Op-Ed: Trump’s Fuel Efficiency Rollbacks Will Hurt Drivers
Source: By Paul Bledsoe, New York Times • Posted: Monday, May 14, 2018

President Trump met with auto industry executives at the White House on Friday, arguing for his planned rollback of fuel efficiency and emissions standards, and telling them he wanted them to build “millions more cars” in the United States.
Let’s assume they would. If they did, any cars they made would also be dirtier and more expensive for consumers to drive without the fuel efficiency and emissions rules that the president wants to discard.
How much more expensive? A draft proposal by the Trump administration that emerged in recent weeks would result in additional fuel costs of “$193 billion to $236 billion cumulatively between now and 2035” depending on oil prices, according to an analysis by the Rhodium Group, a research firm that examines the market impact of energy and climate policy.

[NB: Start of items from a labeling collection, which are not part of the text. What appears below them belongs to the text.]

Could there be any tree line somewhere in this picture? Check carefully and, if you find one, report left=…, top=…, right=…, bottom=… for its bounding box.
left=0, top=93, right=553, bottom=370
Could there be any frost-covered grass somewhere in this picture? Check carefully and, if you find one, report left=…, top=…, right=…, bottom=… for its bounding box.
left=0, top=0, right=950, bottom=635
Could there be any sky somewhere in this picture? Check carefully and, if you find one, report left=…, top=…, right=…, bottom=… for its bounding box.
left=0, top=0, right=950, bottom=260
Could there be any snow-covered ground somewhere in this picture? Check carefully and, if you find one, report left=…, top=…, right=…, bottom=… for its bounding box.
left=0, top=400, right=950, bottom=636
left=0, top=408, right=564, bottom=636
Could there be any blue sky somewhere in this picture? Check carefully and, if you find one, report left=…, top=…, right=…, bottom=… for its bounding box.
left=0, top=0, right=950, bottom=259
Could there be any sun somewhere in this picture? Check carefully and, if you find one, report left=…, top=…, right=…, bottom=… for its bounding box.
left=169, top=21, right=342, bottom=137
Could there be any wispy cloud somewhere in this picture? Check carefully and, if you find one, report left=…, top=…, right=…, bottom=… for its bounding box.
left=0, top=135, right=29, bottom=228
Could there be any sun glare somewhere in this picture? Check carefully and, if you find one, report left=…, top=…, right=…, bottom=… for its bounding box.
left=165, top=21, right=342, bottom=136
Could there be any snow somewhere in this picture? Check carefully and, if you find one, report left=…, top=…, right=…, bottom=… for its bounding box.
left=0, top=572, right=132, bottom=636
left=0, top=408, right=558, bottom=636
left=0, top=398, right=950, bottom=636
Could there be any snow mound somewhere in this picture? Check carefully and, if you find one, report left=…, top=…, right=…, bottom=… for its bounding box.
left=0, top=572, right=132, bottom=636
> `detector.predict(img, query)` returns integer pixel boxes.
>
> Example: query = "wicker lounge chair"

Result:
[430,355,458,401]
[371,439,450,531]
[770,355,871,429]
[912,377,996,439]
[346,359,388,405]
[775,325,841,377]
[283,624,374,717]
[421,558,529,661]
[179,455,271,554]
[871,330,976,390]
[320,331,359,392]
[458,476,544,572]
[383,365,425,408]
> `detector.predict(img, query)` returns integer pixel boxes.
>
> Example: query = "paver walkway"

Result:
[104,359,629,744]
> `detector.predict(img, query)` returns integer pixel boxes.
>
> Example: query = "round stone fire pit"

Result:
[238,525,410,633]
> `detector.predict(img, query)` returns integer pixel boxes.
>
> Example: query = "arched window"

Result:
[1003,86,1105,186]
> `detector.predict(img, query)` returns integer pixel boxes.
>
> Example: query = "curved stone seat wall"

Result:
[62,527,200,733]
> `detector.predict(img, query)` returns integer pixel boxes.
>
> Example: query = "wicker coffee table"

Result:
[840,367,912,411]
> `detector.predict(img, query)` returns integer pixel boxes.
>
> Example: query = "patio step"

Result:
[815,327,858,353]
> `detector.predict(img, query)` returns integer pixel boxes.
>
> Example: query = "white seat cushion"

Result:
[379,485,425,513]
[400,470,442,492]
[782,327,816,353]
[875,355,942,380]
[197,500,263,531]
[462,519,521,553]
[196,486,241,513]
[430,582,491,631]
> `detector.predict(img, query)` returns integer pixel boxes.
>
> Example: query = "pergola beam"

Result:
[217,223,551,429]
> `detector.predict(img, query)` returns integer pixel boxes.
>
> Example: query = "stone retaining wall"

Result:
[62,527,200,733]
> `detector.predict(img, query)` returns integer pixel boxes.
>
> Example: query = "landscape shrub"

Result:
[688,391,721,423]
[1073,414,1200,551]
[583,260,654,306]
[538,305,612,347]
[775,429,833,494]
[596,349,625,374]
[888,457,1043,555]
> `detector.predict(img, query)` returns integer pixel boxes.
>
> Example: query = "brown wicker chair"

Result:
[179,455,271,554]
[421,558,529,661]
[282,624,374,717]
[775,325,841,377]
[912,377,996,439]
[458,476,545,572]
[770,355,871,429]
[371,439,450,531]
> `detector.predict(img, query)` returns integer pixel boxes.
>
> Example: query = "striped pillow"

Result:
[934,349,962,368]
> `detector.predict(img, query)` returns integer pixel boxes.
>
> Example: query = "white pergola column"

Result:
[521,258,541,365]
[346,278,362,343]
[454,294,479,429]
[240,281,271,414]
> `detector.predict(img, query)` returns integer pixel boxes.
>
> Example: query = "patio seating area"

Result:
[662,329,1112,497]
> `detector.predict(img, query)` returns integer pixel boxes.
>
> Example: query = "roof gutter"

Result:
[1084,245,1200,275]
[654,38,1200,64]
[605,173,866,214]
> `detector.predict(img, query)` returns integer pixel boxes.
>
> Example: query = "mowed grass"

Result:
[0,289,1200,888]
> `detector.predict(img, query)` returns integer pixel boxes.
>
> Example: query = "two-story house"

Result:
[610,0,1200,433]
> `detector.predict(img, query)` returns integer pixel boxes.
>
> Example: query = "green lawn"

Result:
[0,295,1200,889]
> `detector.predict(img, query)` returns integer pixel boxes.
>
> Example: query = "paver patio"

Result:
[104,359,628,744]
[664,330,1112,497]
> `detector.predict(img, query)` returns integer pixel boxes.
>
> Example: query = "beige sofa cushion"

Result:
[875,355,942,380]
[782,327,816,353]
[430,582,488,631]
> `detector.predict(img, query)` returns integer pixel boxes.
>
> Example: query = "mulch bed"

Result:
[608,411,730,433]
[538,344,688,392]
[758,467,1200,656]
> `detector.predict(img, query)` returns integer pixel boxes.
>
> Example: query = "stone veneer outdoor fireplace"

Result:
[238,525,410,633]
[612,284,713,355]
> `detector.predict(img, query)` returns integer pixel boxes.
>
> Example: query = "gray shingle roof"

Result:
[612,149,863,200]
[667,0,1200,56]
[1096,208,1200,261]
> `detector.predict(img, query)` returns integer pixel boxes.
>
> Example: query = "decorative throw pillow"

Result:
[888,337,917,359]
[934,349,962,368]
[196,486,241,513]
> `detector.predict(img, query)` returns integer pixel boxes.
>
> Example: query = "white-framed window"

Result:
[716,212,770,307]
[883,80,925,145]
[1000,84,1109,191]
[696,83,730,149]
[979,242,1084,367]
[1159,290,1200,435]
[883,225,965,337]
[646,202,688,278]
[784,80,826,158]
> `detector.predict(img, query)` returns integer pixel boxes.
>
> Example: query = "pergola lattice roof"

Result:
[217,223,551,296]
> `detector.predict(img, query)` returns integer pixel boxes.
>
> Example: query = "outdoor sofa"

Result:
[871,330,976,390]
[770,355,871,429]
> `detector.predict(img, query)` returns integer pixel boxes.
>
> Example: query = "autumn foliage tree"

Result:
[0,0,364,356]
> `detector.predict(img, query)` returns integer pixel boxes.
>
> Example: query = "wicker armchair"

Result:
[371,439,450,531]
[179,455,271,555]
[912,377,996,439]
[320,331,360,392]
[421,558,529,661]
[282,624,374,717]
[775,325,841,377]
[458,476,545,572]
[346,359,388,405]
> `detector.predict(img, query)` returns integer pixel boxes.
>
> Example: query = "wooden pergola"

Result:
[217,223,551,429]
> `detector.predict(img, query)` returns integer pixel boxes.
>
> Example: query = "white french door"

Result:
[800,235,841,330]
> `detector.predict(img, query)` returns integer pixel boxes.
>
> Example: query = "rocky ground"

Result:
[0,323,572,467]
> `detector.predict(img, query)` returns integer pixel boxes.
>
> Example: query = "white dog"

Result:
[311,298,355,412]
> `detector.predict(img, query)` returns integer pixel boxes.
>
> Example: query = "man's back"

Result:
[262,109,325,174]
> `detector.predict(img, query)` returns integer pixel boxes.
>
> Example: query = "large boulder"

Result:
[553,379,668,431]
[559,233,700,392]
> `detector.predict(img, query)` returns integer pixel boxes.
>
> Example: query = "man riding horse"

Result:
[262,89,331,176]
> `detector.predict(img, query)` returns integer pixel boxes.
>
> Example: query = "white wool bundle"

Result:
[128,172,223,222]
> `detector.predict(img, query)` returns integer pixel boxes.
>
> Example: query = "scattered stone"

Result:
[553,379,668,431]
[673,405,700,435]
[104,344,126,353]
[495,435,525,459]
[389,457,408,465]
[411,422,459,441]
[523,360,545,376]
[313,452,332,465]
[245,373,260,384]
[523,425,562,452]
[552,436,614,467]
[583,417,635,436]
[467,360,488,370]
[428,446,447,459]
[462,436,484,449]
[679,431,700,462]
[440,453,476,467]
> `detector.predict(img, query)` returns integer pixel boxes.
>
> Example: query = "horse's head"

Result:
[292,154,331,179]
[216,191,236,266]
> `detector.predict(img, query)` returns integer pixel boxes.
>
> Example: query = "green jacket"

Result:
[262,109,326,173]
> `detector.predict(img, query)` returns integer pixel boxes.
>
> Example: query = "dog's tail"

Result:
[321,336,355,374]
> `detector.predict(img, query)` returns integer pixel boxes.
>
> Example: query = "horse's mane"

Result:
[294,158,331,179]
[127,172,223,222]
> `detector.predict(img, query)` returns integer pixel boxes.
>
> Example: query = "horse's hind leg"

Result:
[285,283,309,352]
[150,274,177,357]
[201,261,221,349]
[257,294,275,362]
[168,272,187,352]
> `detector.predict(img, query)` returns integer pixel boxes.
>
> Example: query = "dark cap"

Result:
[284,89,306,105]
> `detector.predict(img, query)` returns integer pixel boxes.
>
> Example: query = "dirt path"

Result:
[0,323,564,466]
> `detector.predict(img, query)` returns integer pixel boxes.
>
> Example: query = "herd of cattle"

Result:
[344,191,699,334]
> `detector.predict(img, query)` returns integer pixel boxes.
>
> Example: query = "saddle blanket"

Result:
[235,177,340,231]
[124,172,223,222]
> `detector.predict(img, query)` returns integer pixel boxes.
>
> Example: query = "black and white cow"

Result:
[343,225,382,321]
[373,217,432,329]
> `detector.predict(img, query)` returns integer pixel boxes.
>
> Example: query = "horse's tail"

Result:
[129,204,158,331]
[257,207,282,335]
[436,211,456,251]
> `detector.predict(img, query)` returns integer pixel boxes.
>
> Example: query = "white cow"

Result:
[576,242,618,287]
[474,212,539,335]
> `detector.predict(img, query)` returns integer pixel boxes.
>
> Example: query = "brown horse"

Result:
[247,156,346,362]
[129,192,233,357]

And those higher gasoline costs are likely to hurt most the very families President Trump claims to care so much about — the ones living paycheck to paycheck.
The efficiency standards, begun under President Gerald Ford in 1975, require auto companies to increase the fuel economy of cars and light trucks by a small amount each year. Through 2015, they saved American motorists an estimated $3.8 trillion in gasoline costs, according to a study by the Howard H. Baker Jr. Center for Public Policy at the University of Tennessee. In kitchen-table terms, the average American family saved as much as $17,000 in gasoline costs from 1980 to 2014 because of the standards, an analysis by the Union of Concerned Scientists found.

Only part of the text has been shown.